Definition
Generative AI
Generative AI creates new text, images, audio, video or code based on learned patterns and user instructions.
Short definition
Generative AI is a category of AI systems that produce new content. Instead of only classifying or ranking existing data, these systems can write text, generate images, compose audio, create video, draft code or synthesize structured outputs.
How it works
Generative models learn patterns from training data and then produce outputs that fit a prompt or context. A large language model generates text by predicting tokens, while image models generate visual data from text prompts, reference images or both.
Example
A marketing team can use generative AI to create headline options, summarize customer interviews and draft campaign variants. A product team can use it to generate code snippets, support replies or documentation drafts.
Why it matters
Generative AI reduces the cost of first drafts and rapid experimentation. The tradeoff is quality control: generated content can be wrong, generic, biased or legally sensitive. Strong workflows combine generation with review, source grounding and clear usage policies.

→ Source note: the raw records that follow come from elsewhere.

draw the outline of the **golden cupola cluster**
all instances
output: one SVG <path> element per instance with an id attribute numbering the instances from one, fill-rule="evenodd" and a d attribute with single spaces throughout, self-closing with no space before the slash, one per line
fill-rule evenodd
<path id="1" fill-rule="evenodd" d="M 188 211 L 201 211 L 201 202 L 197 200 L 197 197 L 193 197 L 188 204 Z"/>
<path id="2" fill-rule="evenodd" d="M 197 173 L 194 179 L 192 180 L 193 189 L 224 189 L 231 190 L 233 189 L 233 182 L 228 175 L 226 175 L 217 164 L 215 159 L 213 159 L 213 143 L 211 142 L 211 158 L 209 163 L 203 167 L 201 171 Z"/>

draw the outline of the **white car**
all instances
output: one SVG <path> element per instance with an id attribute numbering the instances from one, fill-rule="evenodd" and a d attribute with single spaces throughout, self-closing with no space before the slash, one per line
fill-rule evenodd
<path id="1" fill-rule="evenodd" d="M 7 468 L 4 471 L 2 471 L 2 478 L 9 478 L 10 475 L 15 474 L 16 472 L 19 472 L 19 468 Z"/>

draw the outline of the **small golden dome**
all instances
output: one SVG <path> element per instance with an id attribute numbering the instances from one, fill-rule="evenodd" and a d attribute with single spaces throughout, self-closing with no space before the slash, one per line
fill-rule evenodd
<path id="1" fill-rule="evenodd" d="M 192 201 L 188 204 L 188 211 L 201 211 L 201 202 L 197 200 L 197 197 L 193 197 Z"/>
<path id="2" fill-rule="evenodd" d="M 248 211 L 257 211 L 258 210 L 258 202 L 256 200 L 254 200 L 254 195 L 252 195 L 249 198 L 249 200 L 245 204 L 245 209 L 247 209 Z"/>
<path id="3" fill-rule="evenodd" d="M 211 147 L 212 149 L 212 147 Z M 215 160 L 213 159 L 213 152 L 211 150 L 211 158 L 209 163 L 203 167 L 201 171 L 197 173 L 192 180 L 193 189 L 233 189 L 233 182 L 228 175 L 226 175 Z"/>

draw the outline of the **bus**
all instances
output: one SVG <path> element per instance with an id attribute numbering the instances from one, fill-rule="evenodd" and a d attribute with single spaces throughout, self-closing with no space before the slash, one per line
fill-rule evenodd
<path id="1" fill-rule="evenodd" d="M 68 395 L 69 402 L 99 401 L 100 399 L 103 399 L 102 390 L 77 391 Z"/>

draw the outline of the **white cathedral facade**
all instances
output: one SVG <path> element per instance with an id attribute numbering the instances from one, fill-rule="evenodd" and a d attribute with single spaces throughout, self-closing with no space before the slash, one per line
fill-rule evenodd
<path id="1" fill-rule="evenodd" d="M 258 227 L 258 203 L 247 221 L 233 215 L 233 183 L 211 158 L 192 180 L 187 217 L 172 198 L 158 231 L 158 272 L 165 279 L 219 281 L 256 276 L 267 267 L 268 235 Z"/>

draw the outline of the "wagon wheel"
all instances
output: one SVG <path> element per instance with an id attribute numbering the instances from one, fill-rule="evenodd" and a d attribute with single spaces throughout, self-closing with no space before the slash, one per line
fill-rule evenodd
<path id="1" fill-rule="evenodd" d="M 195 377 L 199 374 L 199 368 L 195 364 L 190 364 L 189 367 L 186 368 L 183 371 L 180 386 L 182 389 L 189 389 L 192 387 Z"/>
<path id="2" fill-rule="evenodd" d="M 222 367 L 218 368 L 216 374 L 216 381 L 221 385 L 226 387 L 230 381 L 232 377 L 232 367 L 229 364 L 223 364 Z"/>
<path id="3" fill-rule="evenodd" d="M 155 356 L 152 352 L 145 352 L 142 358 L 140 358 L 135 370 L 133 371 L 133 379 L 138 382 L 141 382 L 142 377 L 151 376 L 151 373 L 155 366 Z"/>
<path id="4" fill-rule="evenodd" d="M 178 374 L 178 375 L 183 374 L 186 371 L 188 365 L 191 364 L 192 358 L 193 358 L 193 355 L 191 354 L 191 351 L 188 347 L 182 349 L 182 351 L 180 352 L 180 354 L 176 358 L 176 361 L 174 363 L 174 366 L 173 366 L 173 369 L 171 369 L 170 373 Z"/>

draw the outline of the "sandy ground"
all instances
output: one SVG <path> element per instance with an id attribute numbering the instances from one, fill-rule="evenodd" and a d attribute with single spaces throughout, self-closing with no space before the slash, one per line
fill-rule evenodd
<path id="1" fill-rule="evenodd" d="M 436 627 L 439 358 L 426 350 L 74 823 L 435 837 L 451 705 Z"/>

Generation is not retrieval
A generative model produces an output from learned patterns and supplied context. It does not automatically search a current, authoritative database. If a task depends on recent facts, the application needs retrieval, tools or another verified source rather than confidence in the model's wording.
A useful workflow
Define what the model may draft, what evidence it must provide and who approves the result. Low-risk brainstorming can be lightly reviewed, while customer communication, medical material or financial analysis needs stronger controls. The value comes from combining fast generation with human judgement, not from assuming every first draft is ready to publish.